Temat: telefoniczna sprzedaż reklamy

"sprzedaż telefoniczna jest jednakowo skuteczna jak osobista"

czy zgadzacie się z tą opinią??

mam do sprzedania reklamę na turystycznej mapie miasta, ciekawej graficznie, całkowita nowość na Rzeszowskim rynku, szef wymyślił, że sprzedaż telefoniczna jest równie skuteczna jak osobista, a lepsza ze względu na niższe koszty. Gdy przekonuję go ze sprzedaz osobista jerst bardziej efektywna, stwierdza, że się mylę, i bym od razu się przyznala, że nie potrafię sprzedawać i rozmawiać przez telefon.

Jak przekonać telefonicznie ludzi do reklamy na czymś, czego nie widzieli na oczy i często nie potrafią sobie tego nawet wyobrazić??

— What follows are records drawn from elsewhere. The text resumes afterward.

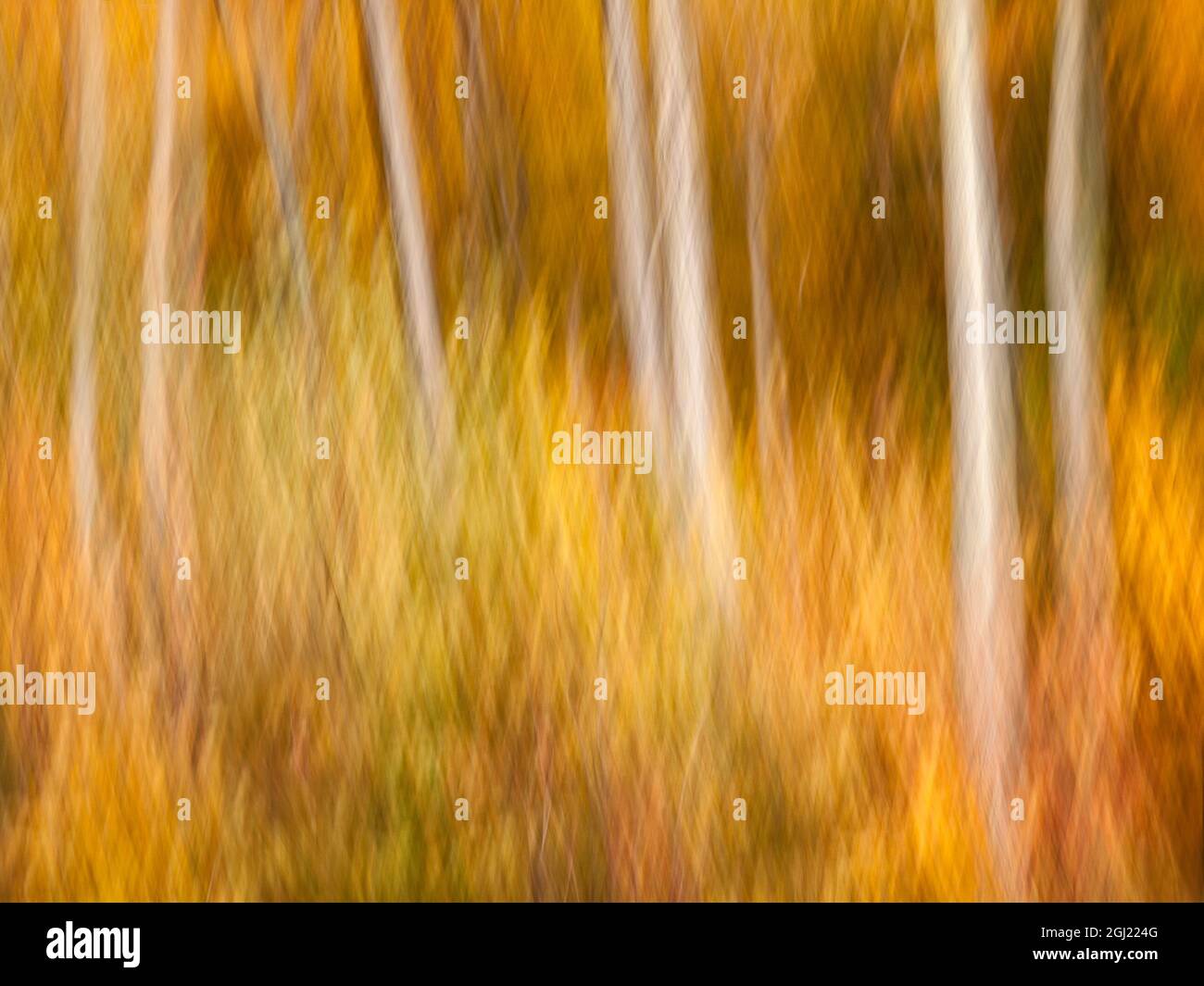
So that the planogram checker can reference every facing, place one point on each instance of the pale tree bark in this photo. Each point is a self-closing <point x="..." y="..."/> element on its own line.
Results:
<point x="270" y="104"/>
<point x="988" y="636"/>
<point x="405" y="197"/>
<point x="1074" y="203"/>
<point x="168" y="528"/>
<point x="774" y="448"/>
<point x="89" y="89"/>
<point x="631" y="208"/>
<point x="699" y="400"/>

A może macie jakieś wyniki badań porównujące skuteczność sprzedaży bezpośredniej do telemarketingu??

konto usunięte

Temat: telefoniczna sprzedaż reklamy

pewnie zrobilbym troche statystyk - ile odbytych rozmow, ile osob zainteresowanych tematem, ile sfinalizowanych sprzedazy. do tego lista pytan, ktore powstaja w trakcie rozmowy (np. 80% osob zadalo pytanie - ale jak to wyglada?). i takie same statystyki dl porownania dla sprzedazy osobistej.

alternatywnie - przyjrzec sie strukturze kilku firm zajmujacych sie podobna dzialalnoscia i pokazac szefowi jako best practice..

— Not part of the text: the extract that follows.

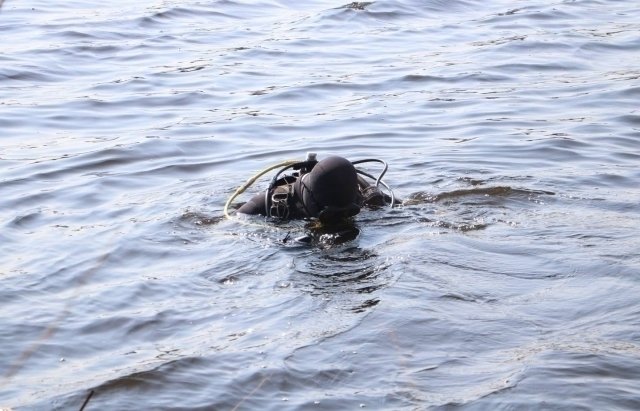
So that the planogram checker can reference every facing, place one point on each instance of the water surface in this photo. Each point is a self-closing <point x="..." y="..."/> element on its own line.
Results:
<point x="507" y="279"/>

druga sprawa - jesli tych map jest sporo, to moze warto zadzwonic, jesli ktos jest zainteresowany - wyslac, a za 2 dni zadzwonic znowu. nie ma kosztow podrozy..

mozna poprosic szefa, zeby sam przetestowal sprzedaz telefoniczna i powiedzial co o tym mysli.

no i na pewno warto pomyslec o zmianie pracy... :)

Temat: telefoniczna sprzedaż reklamy

Jacku dzieki,

doświadczenie mam, bo kiedyś sama prowadziłam gazetkę reklamową i wiem że sprzedaż osobista jest skuteczniejsza.

Problem w tym jak przekonać do tego szefa. W moje doświadczenia nie wierzy, a raczej uważa, że to dlatego że nie potrafię sprzedawać telefonicznie. Ale skoro twierdzi że nie potrafię, to dlaczego każe mi to robić w ten właśnie sposób??

żeby udowodnić że się nie nadaję do pracy?? Nie rozumiem....

a co do wysyłania, to wysyłam ale ofertę, bo produkt jeszcze nie istnieje, wiec nie mam co wysłać

część klientów jest z Rzeszowa, więc nie ma kosztów dojazdu itp...Ewa Pokrywa edytował(a) ten post dnia 30.07.07 o godzinie 09:43
Tomasz Kita

Tomasz Kita Agencja interaktywna
& reklamowa -
Studio72

Temat: telefoniczna sprzedaż reklamy

ja powiem ogolnie, nie lubie jak ktos do mnie dzwoni z ofertą, prawie zawsze odrywa mnie od czegos ciekawszego, z uprzejmosci go nie rozlaczam - po pierwszych zdaniach.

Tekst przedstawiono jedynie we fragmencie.